Le bilan des morts à Ceuta atteint 84 alors que 50 000 arrivées déclenchent un affrontement politique dans l'UE
Au moins 84 migrants se sont noyés en tentant de rejoindre à la nage l'enclave espagnole de Ceuta, tandis que plus de 50 000 personnes sont entrées sur le territoire en 24 heures avant que la plupart ne soient renvoyées au Maroc. Le Premier ministre espagnol Pedro Sánchez a demandé une réunion urgente des ministres de l'Intérieur de l'UE, en plein désaccord avec 22 États membres sur la gestion des frontières.
Bilan humain en hausse
Au moins 67 corps avaient été repêchés par les plongeurs espagnols, la Garde civile et les équipes de secours maritimes dans les eaux au large de Ceuta le matin du 1er août, selon la Délégation du gouvernement espagnol dans la ville autonome. Les médias marocains ont ensuite rapporté la découverte de 17 autres cadavres le long du littoral marocain, portant le total de la dernière vague à 84. En incluant au moins 30 décès enregistrés par les autorités espagnoles depuis le début de l'année lors de tentatives similaires de rejoindre l'enclave à la nage, le nombre cumulé de victimes sur les sept derniers mois atteint au moins 97.

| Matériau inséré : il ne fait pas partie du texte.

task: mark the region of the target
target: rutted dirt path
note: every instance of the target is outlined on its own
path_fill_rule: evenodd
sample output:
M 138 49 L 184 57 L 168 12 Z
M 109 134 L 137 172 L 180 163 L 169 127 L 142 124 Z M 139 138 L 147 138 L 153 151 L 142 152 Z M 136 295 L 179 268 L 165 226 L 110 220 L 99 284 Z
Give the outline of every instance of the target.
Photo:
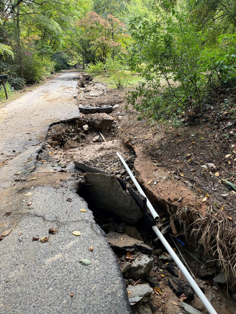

L'utilisation instrumentale de l'immigration irrégulière par les mafias coûte des vies.
- Côté espagnol
- 67 corps
- Côté marocain
- 17 corps
Afflux massif et retours rapides
En un peu plus de 24 heures, environ 50 000 personnes sont entrées à Ceuta, un territoire espagnol sur la côte nord-africaine. Des sources du ministère espagnol de l'Intérieur ont indiqué à l'ANSA que les entrées étaient « totalement stoppées » pendant la nuit et que les retours vers le Maroc se poursuivaient sans incident majeur, et que presque tous ceux qui avaient traversé étaient depuis repartis. La Commission européenne a souligné qu'aucun migrant n'avait atteint l'Espagne continentale ni aucun autre pays de l'UE.
Tensions à Ceuta pendant la nuit
La nuit du 31 juillet au 1er août a été marquée par des troubles. Un migrant marocain a été poignardé au côté lors d'une dispute près de l'école Andres Manjon ; l'homme blessé a été hospitalisé tandis que l'agresseur a pris la fuite. Des dizaines de migrants campant devant le Centre d'accueil temporaire pour immigrés (CETI), déjà saturé, ont tenté de forcer l'entrée en brisant une partie de la clôture périphérique. La police nationale a établi un cordon de sécurité et rétabli le contrôle. Des sources policières citées par les médias ont indiqué que plus de 500 personnes restent à l'extérieur du centre, seules les femmes et les enfants étant admis pour des raisons humanitaires.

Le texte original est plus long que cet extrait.